Narcissists will easily have many sources because their needs are never ending.

We often make the big mistake of believing that the Narcissist cares about us and would never lie to us or hurt us intentionally.

What we don’t often understand is that the Narcissist is only concerned with filling that void and will do whatever it takes to do that.

Our needs once again are our problem not his and this is exactly how he views it.

Our need for honesty, emotional connection, love and care is our problem not his!

He is under no obligation to take care of our needs.

But he will pretend to care if he believes that it will keep us hooked in as a source.

As women in need of love we can be really naive around the Narcissist.

We will fool ourselves into believing that we are special to the Narcissist.

If we are gullible enough we can earn the status of being special because the Narcissist does NOT have many people in his life who will fall for his lies the way we did.

Some people actually don’t let themselves get hooked by the Narcissist.

Others once they have experienced the True Colours of The Narcissist will detach and take back their energy ,, something we all should be doing.

But a few special ones will stay hooked in forever allowing themselves to be a constant source of light for The Narcissist..

Some will stay hooked giving their life willingly for The Narcissist.

The phrase “I would die for you” is literal.

Because one who stays hooked into A Narcissist will begin to die.

The desire for the love illusion to be real is so strong that one will stay forever hooked into that illusion until they completely lose themselves.

The biggest mistake I ever did was believing that he would never do that to me because he didn’t appear to be a Monster at first.

I really believed that he cared about me.

He had his issues but deep down I was just certain that he cared but I was wrong!

He never really cared about me, he only cared about himself.
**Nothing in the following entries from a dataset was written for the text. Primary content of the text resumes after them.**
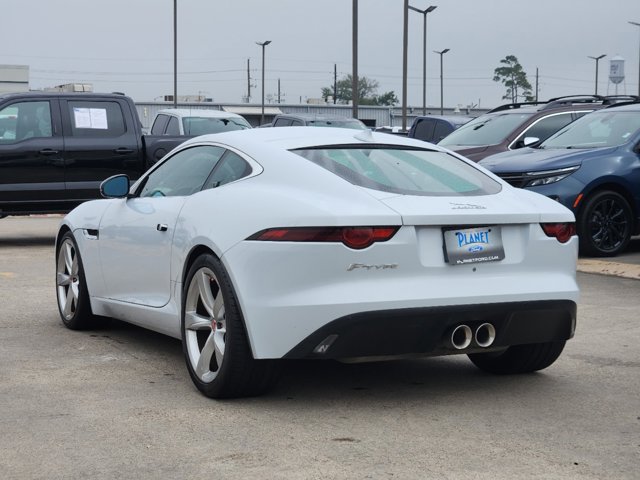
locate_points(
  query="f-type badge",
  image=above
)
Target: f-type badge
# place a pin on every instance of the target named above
(466, 206)
(383, 266)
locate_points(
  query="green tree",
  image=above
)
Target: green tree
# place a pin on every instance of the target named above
(388, 99)
(512, 76)
(367, 92)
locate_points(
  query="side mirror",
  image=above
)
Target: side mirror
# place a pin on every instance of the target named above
(115, 187)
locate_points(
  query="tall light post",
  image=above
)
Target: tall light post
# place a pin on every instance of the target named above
(354, 59)
(597, 59)
(263, 45)
(424, 53)
(405, 48)
(175, 53)
(638, 25)
(441, 80)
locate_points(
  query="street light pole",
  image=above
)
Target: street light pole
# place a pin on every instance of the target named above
(638, 25)
(424, 53)
(354, 59)
(597, 59)
(263, 44)
(441, 80)
(175, 53)
(405, 47)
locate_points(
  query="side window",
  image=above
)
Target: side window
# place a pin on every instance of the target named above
(173, 128)
(23, 120)
(442, 130)
(183, 173)
(544, 128)
(96, 119)
(159, 124)
(231, 168)
(424, 130)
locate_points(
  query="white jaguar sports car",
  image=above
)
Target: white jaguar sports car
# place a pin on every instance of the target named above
(291, 243)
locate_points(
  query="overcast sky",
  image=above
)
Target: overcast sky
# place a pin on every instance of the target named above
(127, 45)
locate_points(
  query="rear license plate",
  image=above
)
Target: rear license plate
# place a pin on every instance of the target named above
(473, 245)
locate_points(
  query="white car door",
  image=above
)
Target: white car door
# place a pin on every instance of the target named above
(136, 234)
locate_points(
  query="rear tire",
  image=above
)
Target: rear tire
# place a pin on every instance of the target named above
(519, 358)
(605, 225)
(214, 341)
(71, 286)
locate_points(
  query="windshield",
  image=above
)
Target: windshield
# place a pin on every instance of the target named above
(402, 170)
(485, 130)
(598, 129)
(203, 125)
(349, 123)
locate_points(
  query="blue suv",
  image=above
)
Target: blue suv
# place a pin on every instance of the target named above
(591, 166)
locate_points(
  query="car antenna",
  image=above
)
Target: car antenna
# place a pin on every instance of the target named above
(364, 136)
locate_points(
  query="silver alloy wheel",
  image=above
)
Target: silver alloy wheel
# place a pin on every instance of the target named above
(68, 279)
(205, 325)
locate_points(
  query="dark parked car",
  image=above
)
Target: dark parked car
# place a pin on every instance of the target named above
(311, 120)
(433, 128)
(516, 125)
(592, 167)
(56, 148)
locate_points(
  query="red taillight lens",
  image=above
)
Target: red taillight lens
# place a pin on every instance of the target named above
(353, 237)
(561, 231)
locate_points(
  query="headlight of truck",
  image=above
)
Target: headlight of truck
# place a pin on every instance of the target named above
(549, 176)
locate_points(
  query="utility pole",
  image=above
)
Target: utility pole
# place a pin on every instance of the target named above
(354, 75)
(175, 53)
(335, 82)
(405, 44)
(248, 81)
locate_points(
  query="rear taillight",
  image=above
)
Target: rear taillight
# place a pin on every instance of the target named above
(353, 237)
(561, 231)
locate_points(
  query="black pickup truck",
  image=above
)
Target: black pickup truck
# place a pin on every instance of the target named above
(56, 148)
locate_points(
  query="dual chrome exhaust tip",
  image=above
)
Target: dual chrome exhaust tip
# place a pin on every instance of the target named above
(462, 336)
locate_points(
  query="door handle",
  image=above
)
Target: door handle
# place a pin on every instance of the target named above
(123, 151)
(48, 151)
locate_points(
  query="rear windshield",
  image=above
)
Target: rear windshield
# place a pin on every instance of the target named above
(486, 130)
(402, 170)
(604, 128)
(204, 125)
(354, 124)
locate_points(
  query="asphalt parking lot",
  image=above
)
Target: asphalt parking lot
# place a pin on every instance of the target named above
(118, 402)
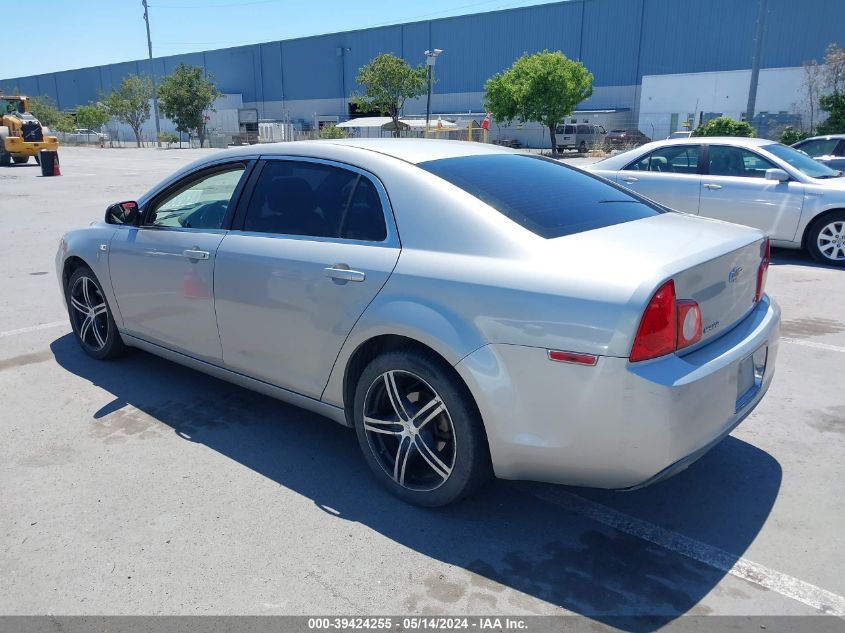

I was a Victim of his Narcissism!

I had to really accept and understand this in order to cut the ties and move on.

Of course cutting the ties is another story and it is NOT Easy!

We have been groomed to feed the Narcissist our energy, we have carefully and methodically been broken down and rebuilt to be a source of light for The Narcissist just as a cult member is broken down and rebuilt to be a loyal follower to his master.

Once we understand what has happened and that our master does not have our best interest at heart, we have to go through the painful process of breaking the spell that we have been living under.

It is so painful because we have to admit to ourselves that the whole idea of HIM was just a LIE.

We must be awaken to the truth and break free of the Web of Illusion we have been living under.

It is a process and it takes time but our life depends on it.

His motivations are not love or happiness.

It is power and control!
It is admiration and attention!
It is praise and adulation!

A Narcissist will never care about the needs of a new supply than he did yours but during the Grooming Phase he will convince her that he loves her and cares about her.

The truth is that The Narcissist is emotionally shallow and doesn’t operate from a true emotional connection.

He doesn’t feel pain because he simply doesn’t run that deep.

He doesn’t have the ability to feel true love, happiness or emotional connection whether it is positive or negative.

He is a shallow puddle of water feeding from our ocean of emotional depth.

And it can feel as if we are being siphoned empty.

In order to refill our energy we must cut the cord that feeds the Narcissist!

It is crucial to our survival!

We must look past the sheep and see the wolf who is blowing our house down.

We must build our house on rocks and not sand or twigs.

When he huffs and puffs and realises he can’t blow our house down he will run out of energy and go elsewhere.

At first it will feel painfully empty to have the Narcissist gone because we have been feeding for so long on the adrenaline of the wolf outside our door.

But eventually we will heal and find it safe to go outside again.